雖然不知道蓋吳和狄葉飛在門前爭執什麼,但和過去兩天沒什麼區別,賀穆蘭把蓋吳當做空氣一般穿過他的身邊,準備從側門回府。
她已經準備委託素和君去給慈心大師和那老實的譯官送了信,準備用他們做譯官,對蓋吳不再做考慮。
蓋吳見到賀穆蘭半點沒把他放在心裡的樣子,眼睛裡的光彩漸漸黯淡了下去,他伸出手想要挽留她,那隻手卻只伸出一半又無力垂下。
“花將軍,我……”
陳節不安地停下步子,看看賀穆蘭,又看看蓋吳。
噗通。
“咦?將軍,那小子倒了!”
陳節驚訝地大喊,捂著嘴不敢置信地看著剛剛還生龍活虎的人正在往前栽倒!
‘這小子也太拼了吧!’
陳節還在考慮到底是扶還是不扶。
‘這表情也太真實了,不像是苦肉計啊!’
賀穆蘭聽到陳節的呼聲回頭一看,只見蓋吳軟綿綿地往前倒了下去,腦袋頓時磕在了門前的石像之上,瞬間血流如注。
‘是苦肉計?’
和陳節一般,賀穆蘭先是懷疑是不是苦肉計。
“不,蓋吳這樣的性子不會用苦肉計。”
賀穆蘭心中一驚,快步走到蓋吳身前,仔細觀察他頭部的傷口。
希望不會腦震盪。
賀穆蘭抓起他的胳膊,將手按在脈門上,仔細注意了下他的心跳,擔心是心臟病突發之類的毛病,卻發現蓋吳的脈搏雖然跳的不強,但依然很有規律,忍不住鬆了一口氣。
“將軍,怎麼辦?”
蠻古和陳節湊到她的身前,就連狄葉飛也關切地望著頭破血流的少年。
賀穆蘭一邊輕車熟路的從懷中荷包里取出繃帶給蓋吳止血,一邊指揮陳節去找郎中。
陳節正內心愧疚,他的胡亂慫恿差點又惹出禍事,直在心中發誓下次再這麼自作聰明就讓自己從此不能人事,待聽到賀穆蘭的吩咐,立刻乾脆地“好”了一聲,騎著自己的座駕急匆匆去找郎中。
那馬跑的又快又凶,顯然騎手心中焦急。
賀穆蘭懷中的荷包是還在黑山時留下的習慣,那時候若干人和狄葉飛他們總是容易受傷,留下乾淨的繃帶就成了她常做的事情。

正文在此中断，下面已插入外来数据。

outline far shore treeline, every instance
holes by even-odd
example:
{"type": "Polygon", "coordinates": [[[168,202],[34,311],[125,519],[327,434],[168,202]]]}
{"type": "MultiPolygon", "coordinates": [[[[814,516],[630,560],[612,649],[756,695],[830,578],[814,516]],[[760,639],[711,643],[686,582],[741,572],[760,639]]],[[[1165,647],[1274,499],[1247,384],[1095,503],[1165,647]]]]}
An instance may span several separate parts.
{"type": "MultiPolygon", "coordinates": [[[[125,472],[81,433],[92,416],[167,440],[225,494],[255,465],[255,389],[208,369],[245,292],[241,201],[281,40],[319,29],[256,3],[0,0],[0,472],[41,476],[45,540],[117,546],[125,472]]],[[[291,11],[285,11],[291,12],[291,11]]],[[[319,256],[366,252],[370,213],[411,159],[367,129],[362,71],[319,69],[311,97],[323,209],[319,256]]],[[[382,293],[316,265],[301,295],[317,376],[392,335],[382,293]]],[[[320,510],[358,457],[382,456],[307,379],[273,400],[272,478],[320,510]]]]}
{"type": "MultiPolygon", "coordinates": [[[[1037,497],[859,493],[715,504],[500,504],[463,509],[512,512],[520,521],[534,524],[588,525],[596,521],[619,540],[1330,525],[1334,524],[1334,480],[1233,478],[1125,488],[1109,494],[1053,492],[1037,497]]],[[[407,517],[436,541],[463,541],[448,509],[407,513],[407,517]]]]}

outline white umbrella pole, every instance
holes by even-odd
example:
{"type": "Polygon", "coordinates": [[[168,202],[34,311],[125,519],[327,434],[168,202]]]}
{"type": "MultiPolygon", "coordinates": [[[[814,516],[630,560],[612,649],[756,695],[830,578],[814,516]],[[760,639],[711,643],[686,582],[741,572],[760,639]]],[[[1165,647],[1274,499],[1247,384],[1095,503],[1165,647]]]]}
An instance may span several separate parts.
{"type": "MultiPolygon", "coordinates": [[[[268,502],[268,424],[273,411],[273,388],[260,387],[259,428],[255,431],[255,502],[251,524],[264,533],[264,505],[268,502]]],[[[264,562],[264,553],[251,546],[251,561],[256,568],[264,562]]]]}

狄葉飛看到那熟悉的荷包,心中不由得一暖,舊日的稱呼也脫口而出。
“火長還帶著這個?”
“恩。”
賀穆蘭隨口答了一句,給蓋吳包紮完畢之後,她微微一使力,將蓋吳當中橫抱了起來。
輕。
真輕。
蓋吳要的身材原本就不是健碩型的,後世時候他年近三十,體型甚至比不了阿單卓那樣黑壯的少年。
但饒是如此,十七八歲的少年正在長身體的時候,卻輕的猶如同齡的女子一般,也是讓人心驚。
這個瘦弱的少年全身就剩骨頭了,可從骨架看來,他在發育的時候並沒有營養不良的情況,否則就會身材矮小,甚至有佝僂的生理特徵……
也就是說,變故是從他父親死後開始嗎?
賀穆蘭嘆了口氣,心中終於有些不忍。
“先把他送去客房,等郎中來了,再看如何處置。”
作者有話要說:小劇場:
可如今這蓋吳就在大眾廣庭之下大咧咧地喊他“師娘”云云,周圍許多看熱鬧的花府鄰居像是了解了什麼似的紛紛或點頭,或露出瞭然的表情。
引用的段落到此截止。